The one concern I have is that the service provider still controls the content that you can see. I could imagine that once the technology is mature, other service providers would compete and hopefully content delivery would be more open. However, in practice I can see that initially service providers would want to lock down the service, putting us essentially back in the one-provider situation again. So, even if the technical hurdles can be cleared, this might not lead to open gaming nirvana just yet. A requirement would be an open development package (something like SteamWorks), where anyone could develop content that would work on the platform even if they still had to gain authorisation to be hosted there (and I could imagine the barrier to entry here would be lower anyway).

So, despite the difficulties and unknowns it’s a step in the right direction I think. The closer games get to the state of availability and openness enjoyed by other media, the better we’ll all be for it. I actually think that the next generation of platforms may be a stepping stone in this direction - I would actually not be surprised if Microsoft was looking at this area for the 360’s successor, since they have always been fans of digital delivery. I could imagine that perhaps the next iteration, probably announced in 2010/11 might be a hybrid device, capable of disc play but with a much heavier emphasis on digital delivery, and I don’t think full downloads are necessarily the way that will go for full games, because of the high up-front wait time. I think it’s more likely to be either something like OnLive, or the progressive download technology used by GameTap (where just enough of the game is downloaded to start playing, with the rest downloaded as you play in the background).
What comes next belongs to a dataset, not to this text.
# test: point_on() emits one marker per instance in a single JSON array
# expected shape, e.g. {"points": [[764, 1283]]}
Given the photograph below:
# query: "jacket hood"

Either way, I think the ‘traditional’ console business model is reaching the end of its run, and the next 10 years will see it transform completely from the way it is now. Those who think it won’t - remember that 10 years ago the Internet was still embryonic, Amazon was still small and Google didn’t exist - 10 years is a long time. Technology just doesn’t sell games as much as it used to (see the Wii), and in that environment it makes less sense to have to subsidise cheap cutting-edge (at the time) hardware in the living room and recoup through artificial restrictions - it becomes all about the content and how you sell as much of it as you can to customers; which means re-examining your content delivery approach, going broader and opening up to allow more people to deploy content (because how will  you find the next big thing otherwise?), taking away disincentives to buy (such as having to buy 3+ consoles to play everything), getting content to people quicker, and most importantly in the manner they want it. Forget what worked in the past, you won’t discover what will work best in the future by holding on to a model that was developed in the 80’s.